Miguel Mockabee stands at the center as he plays his electric guitar while Connor McNeely sits to Mockabee’s left strumming. Ryan Walton chills in the back, maintaining the beat on drums. It’s a unique, calm atmosphere for a small band.
These three members make up the Bayside Blues Band.
Mockabee and McNeely both play the electric guitar and Walton plays the drums. Aside from jamming out in their free time, Mockabee and Walton recently enrolled in USF. Mochabee is a freshman psychology major and Walton is a freshman jazz major.
The guys met in October 2019 at the International Boba House. Only after a month’s communication, the group clicked and categorized their new band as blues rock.
Blues rock combines the genres of blues and rock, employing the use of mostly electric instruments. The main melody flows from the electric guitar player, creating an upbeat tempo, which distinguishes the genre from regular blues.
The band plays rock band covers from the late ‘60s and early ‘70s, as well as blues band covers from all the way back to the ‘30s and ‘40s.
“We’re all over the spectrum of rock,” said McNeely.
Mockabee draws his inspiration from artists like Carlos Santana, Eric Clapton, Stevie Ray Vaughan, Jimi Hendrix and Paco de Lucía.
Alternatively, McNeely draws his inspiration from Freddie King, Albert King and Christone “Kingfish” Ingram. One of McNeely’s dreams is to someday play with Kingfish onstage.

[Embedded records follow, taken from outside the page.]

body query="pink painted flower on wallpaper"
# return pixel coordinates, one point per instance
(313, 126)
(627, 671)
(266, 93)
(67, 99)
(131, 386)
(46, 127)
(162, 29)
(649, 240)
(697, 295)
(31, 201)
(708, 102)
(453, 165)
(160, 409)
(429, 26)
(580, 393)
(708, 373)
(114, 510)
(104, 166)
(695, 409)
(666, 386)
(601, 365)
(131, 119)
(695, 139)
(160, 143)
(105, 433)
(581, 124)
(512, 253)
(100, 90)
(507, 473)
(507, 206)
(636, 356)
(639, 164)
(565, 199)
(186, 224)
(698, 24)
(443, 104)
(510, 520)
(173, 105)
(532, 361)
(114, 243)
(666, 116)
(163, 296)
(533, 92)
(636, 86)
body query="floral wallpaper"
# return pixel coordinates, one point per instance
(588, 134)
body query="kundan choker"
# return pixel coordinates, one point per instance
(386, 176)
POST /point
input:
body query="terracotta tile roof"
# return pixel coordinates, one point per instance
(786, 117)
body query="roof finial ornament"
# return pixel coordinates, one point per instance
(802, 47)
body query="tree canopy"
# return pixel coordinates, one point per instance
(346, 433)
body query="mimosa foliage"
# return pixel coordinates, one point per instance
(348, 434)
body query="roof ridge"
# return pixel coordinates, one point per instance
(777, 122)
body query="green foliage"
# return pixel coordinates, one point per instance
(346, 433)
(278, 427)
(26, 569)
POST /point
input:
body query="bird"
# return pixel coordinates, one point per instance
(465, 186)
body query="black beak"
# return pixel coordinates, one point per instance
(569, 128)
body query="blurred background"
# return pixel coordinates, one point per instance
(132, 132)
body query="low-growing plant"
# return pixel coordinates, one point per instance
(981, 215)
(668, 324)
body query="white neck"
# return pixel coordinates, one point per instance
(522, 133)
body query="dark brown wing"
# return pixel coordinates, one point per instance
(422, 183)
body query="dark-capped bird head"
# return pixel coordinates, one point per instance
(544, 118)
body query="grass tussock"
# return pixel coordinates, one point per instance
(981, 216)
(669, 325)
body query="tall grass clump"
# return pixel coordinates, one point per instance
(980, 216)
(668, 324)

The band chose to play blues rock because they aspire to keep the genre alive. According to Mockabee, “not many bands play blues rock anymore,” so the band hopes to revive the fading genre of music. Additionally, the less common genre helps the Bayside Blues Band stand out among other musical groups.
Most importantly, the band is passionate about blues rock.
“Blues is all about connecting with the audience because blues is all very emotional and it’s something that everyone can relate to,” said Mockabee. “It’s about going on stage and making fun of your sadness.”
McNeely chimed in. “The thing about the blues is that when you play the blues, they go away,” he joked.
The group enjoys playing at the Boba House because the crowd inside is just small enough for the performance to not feel pressured, but just large enough for it to still feel exhilarating and fun.
“It’s a relaxing setting. People are supportive here,” said Mockabee.
However, the band has their fair share of mishaps in the Boba House. According to McNeely, somebody yelled “you suck” at the end of their show, but the guys simply laughed it off.
Unpredictable inconveniences with the instruments also posed problems for their performances.
Both Mockabee and McNeely have had experience with breaking guitar strings — and having to play in front of an audience with a defective guitar. One time, Mockabee broke a guitar string, but fortunately nobody noticed it and he played the music just like normal. The guys “play around” the problem by utilizing different chords on higher octaves.
“I handled it like caramel, it was smooth,” said Mockabee about the incident.
The band has grown through having to deal with a wide range of audience feedback as well as musical issues. In only a couple of months, the guys now feel far less nervous getting up on stage.
“We’re more comfortable than we were in the beginning,” said Mockabee.
They only have three members so far, but they have a vision of developing into a much larger band. They hope to establish a group like the rock band Santana, with a five-member lineup.
They want to “take it big” with their music and impact more people.
The band will perform Feb. 17 at the Marshall Student Center Amphitheater for an Australian fundraiser. They have signed up to perform at Bullstock as well.
As the guys continue to develop the band and practice their music, many opportunities await them.